[Integrate] Upstream narrow type emulation is breaking iree test #20645 8000

raikonenfnu · 2025-04-26T03:39:44Z

What happened?

llvm/llvm-project#133231 seems to be breaking our subbyte emulation tests.

A simple repro is https://gist.github.com/raikonenfnu/1ea07b7e231d8997bfa1c29502df637d

original test https://github.com/iree-org/iree/blob/1a8d229431e62b50eb297e75ca4bf1dba3b67f65/tests/e2e/linalg/fp_to_subbyte.mlir

Based on the above test, currently IREE is generating code that has different trailing dim and "virtually"/fake non constant offset into the store vector.store %0[%2] where %2 is actually a constant, but since it is inside a branch region, %c0 becomes %2 which is a region argument and is now a non-constant.

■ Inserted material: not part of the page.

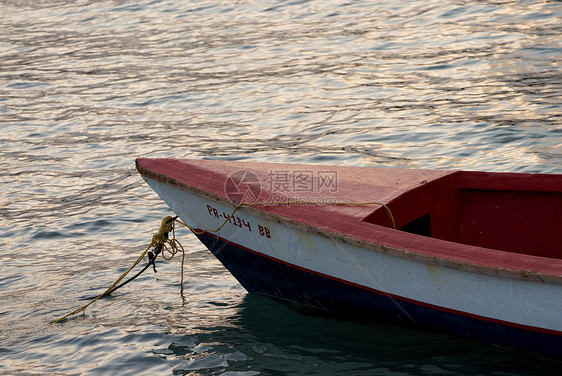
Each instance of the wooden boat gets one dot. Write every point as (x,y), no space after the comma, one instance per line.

The condition above leads our program into this code path where it cannot determine !foldedNumFrontPadElems and fails this lowering. as seen in:
https://github.com/llvm/llvm-project/blob/2de936b6eb38e7a37224a97c2a22aa79b9dfb9dc/mlir/lib/Dialect/Vector/Transforms/VectorEmulateNarrowType.cpp#L619-L629

IIUC, that PR is somewhat correct, as long as the trailing dim does not match, we may need partial stores.

I don't think I have enough context on the best way to solve this. We can:

Fold away that region since the condition to the regions are constants or somehow constant fold S.T we have constant offset in vector.store
Add some code in vector dialect's EmulateNarrowType vector::StoreOp conversion to handle non constant cases through series of bitcasting and memref.generic_atomic_rmws. (this seems much harder and require some more thinking)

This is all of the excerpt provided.